Today is my daughter’s sixth birthday. Six-years-old! It is hard to believe. She is growing up so fast, but she still embodies the innocence of a little girl. She is sweet, imaginative, affectionate, and emotional. She also has a sharp tongue at times, and definitely stands up for herself.
The other day I was watching another little girl while my daughter was engulfed in her swimming class. This little one, petite in stature with blonde curly hair, was prancing around her mommy and obeying her every word. She looked just like Tinkerbell.
I thought about the innocence of little girls. Perhaps my own life experience came into play when dwelling on this, perhaps not. I just know that girls have always had a difficult road to walk in life, and in many ways, I’m not so sure that it is getting better for them.

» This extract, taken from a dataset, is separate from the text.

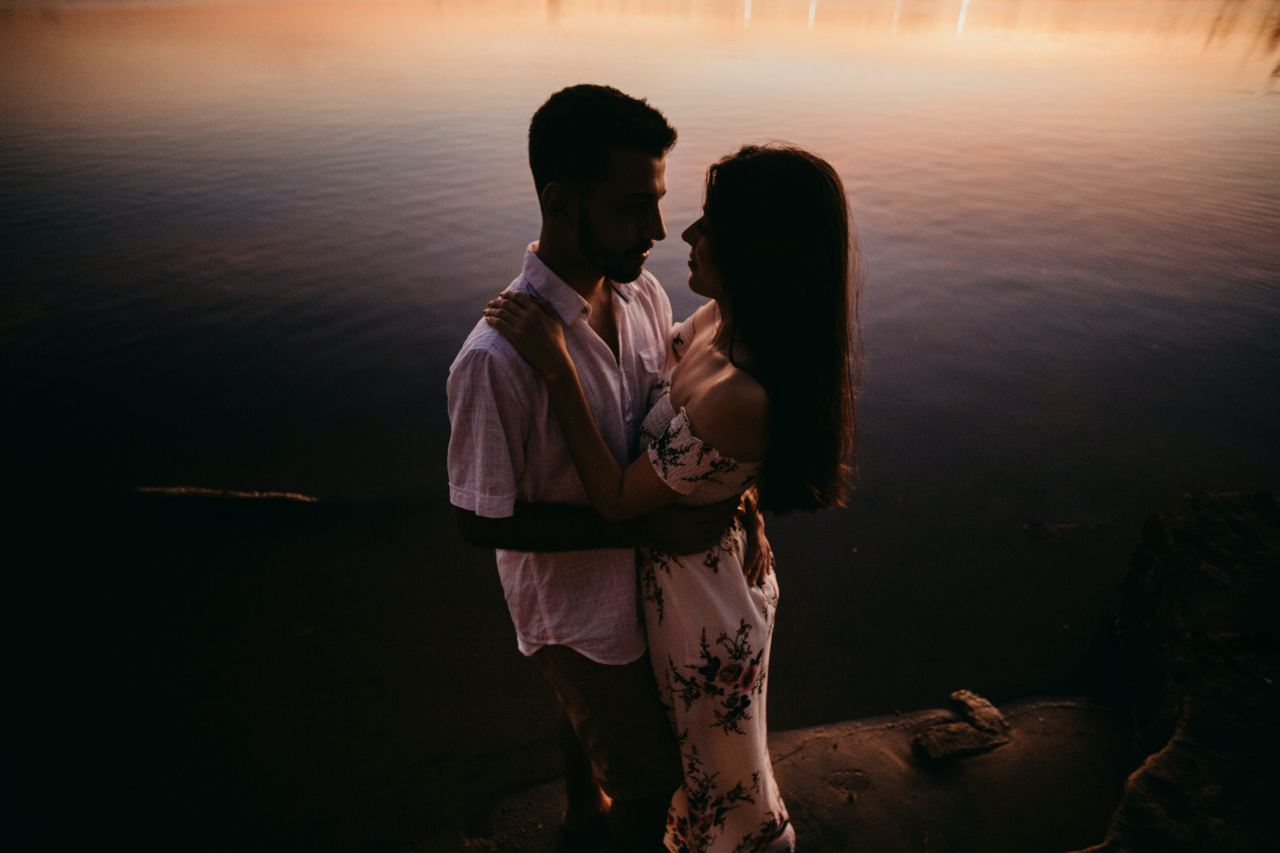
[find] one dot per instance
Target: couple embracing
(618, 461)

And then, I turned to my daughter in the pool, and I was profoundly moved by the thought that she was meant to be my daughter. The little girl flopping around in the water, half listening to her coach, and giggling with her friends, is just the kind of daughter that I was destined to raise.

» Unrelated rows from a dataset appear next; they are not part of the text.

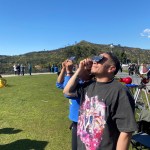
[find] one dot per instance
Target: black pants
(73, 129)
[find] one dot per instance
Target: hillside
(81, 50)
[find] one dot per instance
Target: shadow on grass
(9, 131)
(24, 144)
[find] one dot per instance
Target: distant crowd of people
(20, 69)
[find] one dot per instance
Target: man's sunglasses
(97, 58)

She is fierce. She is unique. She is tough. She doesn’t take no for an answer easily, but she knows how to say no (which is exactly what I want in a daughter). She is sweet, temperamental, knows what she wants, and a little bit of an old soul in a little body.
Tonight as I was tucking her into bed, as usual, she asked me to sing her a song.
“Mommy, I don’t want a birthday song. I want you to sing Amazing Grace, and I want the whole song, not just a little bit of it.”
Before I could sing out the first words of the song, I got choked up a bit. This song declared itself to me following a call last week from a birth mother of one of my children. Tonight, it declared itself again by the request of my daughter. I sang as much as I could remember:
Amazing Grace, how sweet the sound
That saved a wretch like me.
I once was lost, but now am found;
was blind, but now I see.
‘Twas Grace that taught my heart to fear,
and Grace my fear relieved.
How precious did that Grace appear,
the hour I first believed.
Through many dangers, toils, and snares,
I have already come.
‘Tis Grace that brought me safe thus far;
and Grace will lead me home.
After I finished singing, I leaned over, kissed her goodnight, and said, “Happy Birthday, Sweetie. Love You.”
The truth is that Grace led us both home…
to a life filled with ups and downs…
to moments of tears and moments of cheers…
to each other…
and, to the knowledge that we are incredibly loved by an incredible Savior.
Happy Sixth Birthday, Sweetie.
“Our children are not ours because they share our genes…
they are ours because we have had the audacity to envision them.